All of these factors appeared to raise doubt about the state’s case.

“This was a fast-moving fire. There was almost no time to escape,” Warren said, before alluding to the intoxication of most of the victims, who had been partying on Halloween. “There was evidence that several of the occupants were in a condition from which they could not have easily been roused from either by a smoke detector or otherwise.”

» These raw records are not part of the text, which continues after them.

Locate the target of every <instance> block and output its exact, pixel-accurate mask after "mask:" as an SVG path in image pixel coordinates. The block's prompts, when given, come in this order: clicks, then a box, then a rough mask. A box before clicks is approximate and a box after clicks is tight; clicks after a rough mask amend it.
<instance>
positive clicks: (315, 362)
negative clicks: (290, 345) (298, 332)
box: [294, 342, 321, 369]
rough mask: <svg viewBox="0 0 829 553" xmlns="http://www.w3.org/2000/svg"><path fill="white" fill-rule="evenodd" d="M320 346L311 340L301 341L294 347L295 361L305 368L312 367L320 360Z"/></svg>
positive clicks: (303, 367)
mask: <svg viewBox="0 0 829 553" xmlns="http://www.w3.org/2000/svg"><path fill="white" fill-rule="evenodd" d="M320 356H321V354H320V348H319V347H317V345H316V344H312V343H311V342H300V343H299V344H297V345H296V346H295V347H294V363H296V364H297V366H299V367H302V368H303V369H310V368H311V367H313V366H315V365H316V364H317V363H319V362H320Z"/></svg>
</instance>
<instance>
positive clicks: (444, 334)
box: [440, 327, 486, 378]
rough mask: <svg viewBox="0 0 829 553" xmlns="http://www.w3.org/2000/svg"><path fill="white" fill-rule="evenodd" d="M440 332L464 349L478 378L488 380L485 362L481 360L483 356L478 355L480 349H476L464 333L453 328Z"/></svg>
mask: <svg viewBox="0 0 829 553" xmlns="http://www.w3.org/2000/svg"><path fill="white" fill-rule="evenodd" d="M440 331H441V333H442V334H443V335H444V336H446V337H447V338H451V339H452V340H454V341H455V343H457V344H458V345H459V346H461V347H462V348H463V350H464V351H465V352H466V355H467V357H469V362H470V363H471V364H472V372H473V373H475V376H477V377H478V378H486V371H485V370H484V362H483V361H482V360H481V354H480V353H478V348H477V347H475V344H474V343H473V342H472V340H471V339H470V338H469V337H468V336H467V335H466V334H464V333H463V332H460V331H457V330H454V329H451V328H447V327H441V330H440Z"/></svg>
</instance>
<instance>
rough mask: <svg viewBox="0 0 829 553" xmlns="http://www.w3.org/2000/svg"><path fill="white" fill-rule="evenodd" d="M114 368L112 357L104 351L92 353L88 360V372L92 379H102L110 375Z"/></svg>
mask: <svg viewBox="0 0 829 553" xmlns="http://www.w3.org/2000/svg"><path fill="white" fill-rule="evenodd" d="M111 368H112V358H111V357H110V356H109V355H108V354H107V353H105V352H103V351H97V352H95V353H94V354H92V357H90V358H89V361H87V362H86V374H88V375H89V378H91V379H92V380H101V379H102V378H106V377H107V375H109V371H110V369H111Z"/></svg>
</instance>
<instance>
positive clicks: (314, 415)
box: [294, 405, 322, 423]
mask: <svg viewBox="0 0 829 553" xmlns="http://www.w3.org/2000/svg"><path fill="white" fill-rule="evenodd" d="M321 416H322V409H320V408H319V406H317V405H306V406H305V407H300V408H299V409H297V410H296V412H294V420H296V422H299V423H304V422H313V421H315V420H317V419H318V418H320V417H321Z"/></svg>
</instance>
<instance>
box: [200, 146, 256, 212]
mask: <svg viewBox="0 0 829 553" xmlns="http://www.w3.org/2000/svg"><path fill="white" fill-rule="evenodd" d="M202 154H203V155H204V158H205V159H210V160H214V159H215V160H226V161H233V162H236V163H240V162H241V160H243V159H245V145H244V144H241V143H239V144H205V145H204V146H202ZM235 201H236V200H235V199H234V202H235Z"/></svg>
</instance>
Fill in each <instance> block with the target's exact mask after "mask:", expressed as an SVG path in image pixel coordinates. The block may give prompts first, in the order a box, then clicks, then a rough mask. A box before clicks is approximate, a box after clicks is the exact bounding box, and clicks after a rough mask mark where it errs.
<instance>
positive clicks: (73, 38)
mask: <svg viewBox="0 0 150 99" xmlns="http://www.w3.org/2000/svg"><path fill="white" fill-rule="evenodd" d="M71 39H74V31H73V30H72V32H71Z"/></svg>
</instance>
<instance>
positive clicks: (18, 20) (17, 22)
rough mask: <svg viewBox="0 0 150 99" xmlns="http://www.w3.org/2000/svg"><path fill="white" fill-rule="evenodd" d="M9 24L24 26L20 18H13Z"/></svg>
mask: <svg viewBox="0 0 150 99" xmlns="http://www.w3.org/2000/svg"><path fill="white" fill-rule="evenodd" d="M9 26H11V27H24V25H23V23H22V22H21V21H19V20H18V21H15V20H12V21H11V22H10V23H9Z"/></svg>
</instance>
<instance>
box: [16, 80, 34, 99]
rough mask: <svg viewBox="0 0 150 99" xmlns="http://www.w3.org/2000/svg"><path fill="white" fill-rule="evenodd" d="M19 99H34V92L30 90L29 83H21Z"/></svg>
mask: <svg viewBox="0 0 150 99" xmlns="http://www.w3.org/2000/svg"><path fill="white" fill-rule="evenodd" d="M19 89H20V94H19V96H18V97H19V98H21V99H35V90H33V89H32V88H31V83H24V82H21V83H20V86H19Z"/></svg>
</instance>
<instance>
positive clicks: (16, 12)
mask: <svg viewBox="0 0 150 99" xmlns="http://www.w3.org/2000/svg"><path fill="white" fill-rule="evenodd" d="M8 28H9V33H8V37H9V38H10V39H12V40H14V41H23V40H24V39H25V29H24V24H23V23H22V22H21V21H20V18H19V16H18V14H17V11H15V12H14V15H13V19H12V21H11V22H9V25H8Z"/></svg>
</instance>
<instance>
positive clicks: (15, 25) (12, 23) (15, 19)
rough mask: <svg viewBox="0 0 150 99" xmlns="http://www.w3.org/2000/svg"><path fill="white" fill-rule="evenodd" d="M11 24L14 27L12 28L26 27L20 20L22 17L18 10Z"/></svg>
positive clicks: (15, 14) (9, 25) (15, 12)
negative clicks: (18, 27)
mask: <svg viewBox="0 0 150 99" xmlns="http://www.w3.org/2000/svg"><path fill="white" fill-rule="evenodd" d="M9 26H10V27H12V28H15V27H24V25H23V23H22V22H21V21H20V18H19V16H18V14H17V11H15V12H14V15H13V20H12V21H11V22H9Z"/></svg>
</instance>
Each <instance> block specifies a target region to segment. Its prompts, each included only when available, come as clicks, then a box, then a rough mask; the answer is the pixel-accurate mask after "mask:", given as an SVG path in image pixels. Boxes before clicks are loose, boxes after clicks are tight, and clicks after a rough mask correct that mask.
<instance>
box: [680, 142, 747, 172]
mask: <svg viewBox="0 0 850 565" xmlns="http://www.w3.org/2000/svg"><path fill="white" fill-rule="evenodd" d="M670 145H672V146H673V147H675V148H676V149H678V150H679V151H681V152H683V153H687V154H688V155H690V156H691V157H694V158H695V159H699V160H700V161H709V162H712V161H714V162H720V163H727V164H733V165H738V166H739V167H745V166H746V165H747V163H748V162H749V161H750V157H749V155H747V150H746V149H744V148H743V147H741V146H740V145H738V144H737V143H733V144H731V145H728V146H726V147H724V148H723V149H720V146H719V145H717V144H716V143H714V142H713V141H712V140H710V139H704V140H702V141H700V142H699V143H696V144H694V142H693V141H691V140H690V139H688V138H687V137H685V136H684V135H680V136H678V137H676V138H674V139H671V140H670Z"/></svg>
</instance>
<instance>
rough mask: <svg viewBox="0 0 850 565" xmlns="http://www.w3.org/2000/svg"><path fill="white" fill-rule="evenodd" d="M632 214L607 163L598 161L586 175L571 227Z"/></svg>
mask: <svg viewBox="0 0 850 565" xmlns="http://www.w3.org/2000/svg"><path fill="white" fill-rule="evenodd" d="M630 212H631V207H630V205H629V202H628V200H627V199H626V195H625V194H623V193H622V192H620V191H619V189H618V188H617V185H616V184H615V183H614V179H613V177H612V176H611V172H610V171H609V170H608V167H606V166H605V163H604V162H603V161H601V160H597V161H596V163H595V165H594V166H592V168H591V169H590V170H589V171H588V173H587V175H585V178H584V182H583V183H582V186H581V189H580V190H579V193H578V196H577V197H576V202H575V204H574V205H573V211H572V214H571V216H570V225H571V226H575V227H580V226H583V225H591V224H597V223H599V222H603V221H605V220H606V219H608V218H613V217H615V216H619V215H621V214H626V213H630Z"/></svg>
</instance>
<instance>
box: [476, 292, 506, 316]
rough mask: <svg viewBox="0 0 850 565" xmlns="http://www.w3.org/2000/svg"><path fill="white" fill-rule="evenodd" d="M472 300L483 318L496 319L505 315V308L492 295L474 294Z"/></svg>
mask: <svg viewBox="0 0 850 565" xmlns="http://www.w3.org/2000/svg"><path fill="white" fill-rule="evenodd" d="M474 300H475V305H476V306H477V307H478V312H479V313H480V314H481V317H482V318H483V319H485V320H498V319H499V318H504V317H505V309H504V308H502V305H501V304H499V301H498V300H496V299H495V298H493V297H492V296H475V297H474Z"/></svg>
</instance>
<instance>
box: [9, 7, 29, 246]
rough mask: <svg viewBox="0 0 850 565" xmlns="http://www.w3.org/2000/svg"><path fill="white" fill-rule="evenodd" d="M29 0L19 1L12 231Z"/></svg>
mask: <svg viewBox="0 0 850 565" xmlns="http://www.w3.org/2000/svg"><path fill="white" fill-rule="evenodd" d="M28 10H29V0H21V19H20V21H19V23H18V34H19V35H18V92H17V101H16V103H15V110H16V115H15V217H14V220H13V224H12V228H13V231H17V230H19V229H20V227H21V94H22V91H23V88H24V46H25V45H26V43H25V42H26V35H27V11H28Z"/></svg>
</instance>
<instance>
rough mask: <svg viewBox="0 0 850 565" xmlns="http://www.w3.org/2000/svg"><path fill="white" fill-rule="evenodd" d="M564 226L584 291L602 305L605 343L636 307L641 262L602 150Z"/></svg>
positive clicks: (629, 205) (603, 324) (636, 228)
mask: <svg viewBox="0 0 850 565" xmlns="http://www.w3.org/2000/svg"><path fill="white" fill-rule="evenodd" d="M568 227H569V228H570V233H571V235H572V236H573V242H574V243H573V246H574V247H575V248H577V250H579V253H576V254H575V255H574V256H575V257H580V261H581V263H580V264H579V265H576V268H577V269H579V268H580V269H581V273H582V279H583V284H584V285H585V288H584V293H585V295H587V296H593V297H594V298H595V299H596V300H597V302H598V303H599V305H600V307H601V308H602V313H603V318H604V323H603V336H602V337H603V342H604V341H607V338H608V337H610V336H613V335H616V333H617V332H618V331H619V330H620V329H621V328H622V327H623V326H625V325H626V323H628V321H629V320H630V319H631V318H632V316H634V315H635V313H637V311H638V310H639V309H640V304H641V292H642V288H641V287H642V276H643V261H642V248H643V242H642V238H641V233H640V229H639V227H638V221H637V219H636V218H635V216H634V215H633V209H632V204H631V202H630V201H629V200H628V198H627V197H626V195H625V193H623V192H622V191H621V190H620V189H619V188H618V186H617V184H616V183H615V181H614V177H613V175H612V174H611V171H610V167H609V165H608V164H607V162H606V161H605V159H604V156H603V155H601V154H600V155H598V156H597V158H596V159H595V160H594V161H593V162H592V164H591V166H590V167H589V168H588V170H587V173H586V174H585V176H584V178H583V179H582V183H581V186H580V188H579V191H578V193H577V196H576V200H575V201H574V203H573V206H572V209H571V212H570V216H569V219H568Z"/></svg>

State prosecutors mostly focused on the deaths that occurred on the third floor, where they argued two bedrooms and a bathroom were built without permits. While the city has confirmed there was no building permit, Warren said the state failed to provide proof during the trial that the unit was illegal and would have required a secondary escape. Nor did the state prove whether Nisbet himself, or a contractor, did the renovations, he said.

“And if permits were not obtained, the evidence does not reflect whether the defendant or a contractor was responsible,” he said.

Another key issue was whether 20 Noyes St. was being run as a rooming house, which would have required additional fire protection.

Here, Warren said the state also failed to prove its case.

Warren said that Nisbet is guilty of a misdemeanor code violation for the third-floor windows, since he had been warned by a building contractor that they were too small to qualify as a secondary means of escape.

Correction: This story was updated at 10:31 a.m. on November 2, 2016 to correct the age of Ashley Thomas.